Lina was sitting – on a pile of lumpy things? And moving up a steep hill at a ragged pace. She opened her eyes.
She was definitely in the shopping cart, and she was definitely being pushed uphill. Nearly to the campground, from the looks of things. “Guys…”
“Almost there,” Ethan grunted from behind her. She shifted carefully; he was pushing the cart with her and their slightly-depleted groceries in it. “Do we have a story or are we just going to bull through and pretend we meant to do it?”
“I think we’re going to have to bull through.” She turned to look at Jackson, who handed her a protein bar.
“You three should be doing the eating,” she complained. “You pushed this whole thing – and me! – all the way up that hill, after – after! -“
“We’ve been eating the whole way up. Please, eat. You’re going to need it.”
She couldn’t argue with the look on his face, so she ate the bar. Only when she was done – and Dylan had swapped off for Ethan pushing the cart – did she think about the fact that they were still pushing her up the hill.

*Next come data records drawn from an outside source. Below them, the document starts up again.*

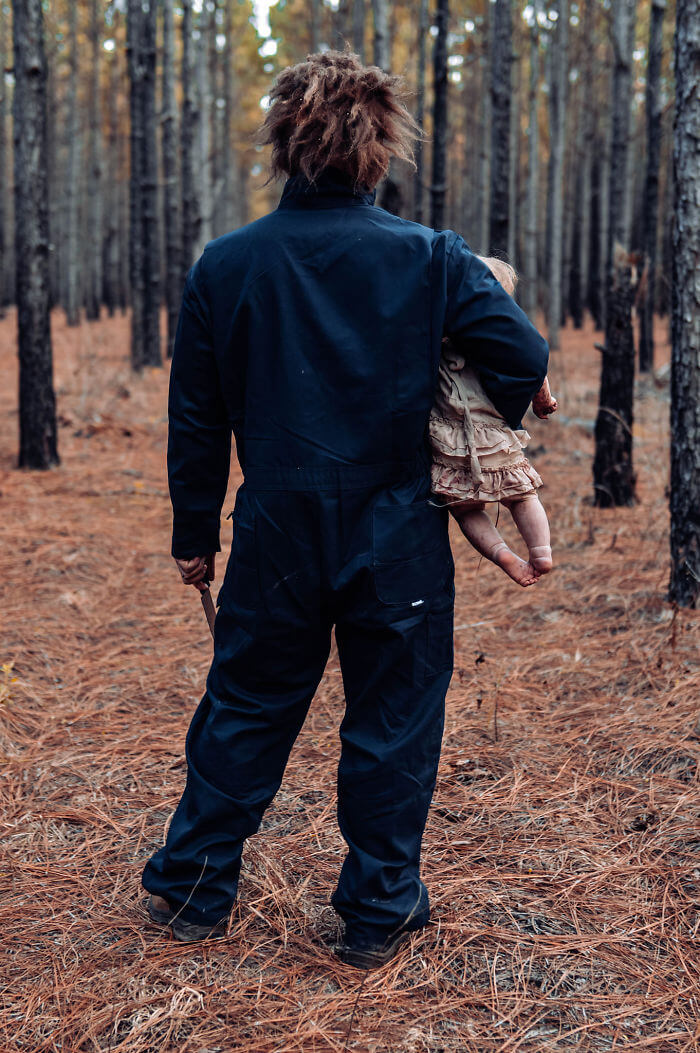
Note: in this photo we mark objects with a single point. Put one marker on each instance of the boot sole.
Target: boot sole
(372, 958)
(185, 932)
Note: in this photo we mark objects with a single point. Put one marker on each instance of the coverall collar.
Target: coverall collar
(332, 190)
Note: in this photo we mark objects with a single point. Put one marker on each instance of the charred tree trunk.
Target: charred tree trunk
(112, 254)
(613, 473)
(622, 36)
(37, 402)
(528, 291)
(358, 27)
(685, 321)
(382, 56)
(171, 190)
(73, 176)
(651, 210)
(420, 110)
(204, 127)
(3, 160)
(558, 81)
(485, 140)
(500, 148)
(152, 354)
(191, 213)
(614, 477)
(94, 278)
(439, 180)
(136, 246)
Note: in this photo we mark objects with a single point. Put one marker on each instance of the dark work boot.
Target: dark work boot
(185, 932)
(363, 954)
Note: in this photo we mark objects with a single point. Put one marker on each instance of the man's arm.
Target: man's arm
(495, 336)
(199, 433)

“I can get down. Guys. I can walk.”
“When we get to the park entrance,” Jackson offered, although somehow it almost sounded like an order. “Really, Lina, you can use other people’s energy, but you’re going to end up spending the most of your own no matter what. No matter how many people we add,” he tacked on, but the way he said it made it sound like he was referencing a discussion she hadn’t been part of, maybe with Dylan or Ethan or both. “And I know we can call in a bunch, but the more we call in, the more people are going to be linked to you – I’m going to spend some time today looking to see if there’s something more like a temporary link or the sort of thing that would let you release a connection. So you could take power but then, well, not have them bound to you in aeternum.”
“I know basic Latin,” she muttered. “Dressing it up doesn’t make it less ‘forever.'”
“Still. That’s the goal, to have a way to get you more power without it being forever.”
They’d come to the gate of the park. Dylan stopped the cart and Ethan and Jackson helped Lina down. She wanted to protest that she didn’t need the help, but the way her legs were wobbling suggested otherwise.
“All right.” Dylan hrrmed. “Me and Ethan behind, Lina in the front with Jackson directly to her right hand, just a fraction behind her. If we’re bulling through, Lina, walk in like you’re a conquering hero. Or in this case, their savior, who happens to be very aware that you are.”
“You’re good at this,” she muttered.
“Yeah. Like I said. Places, everyone.”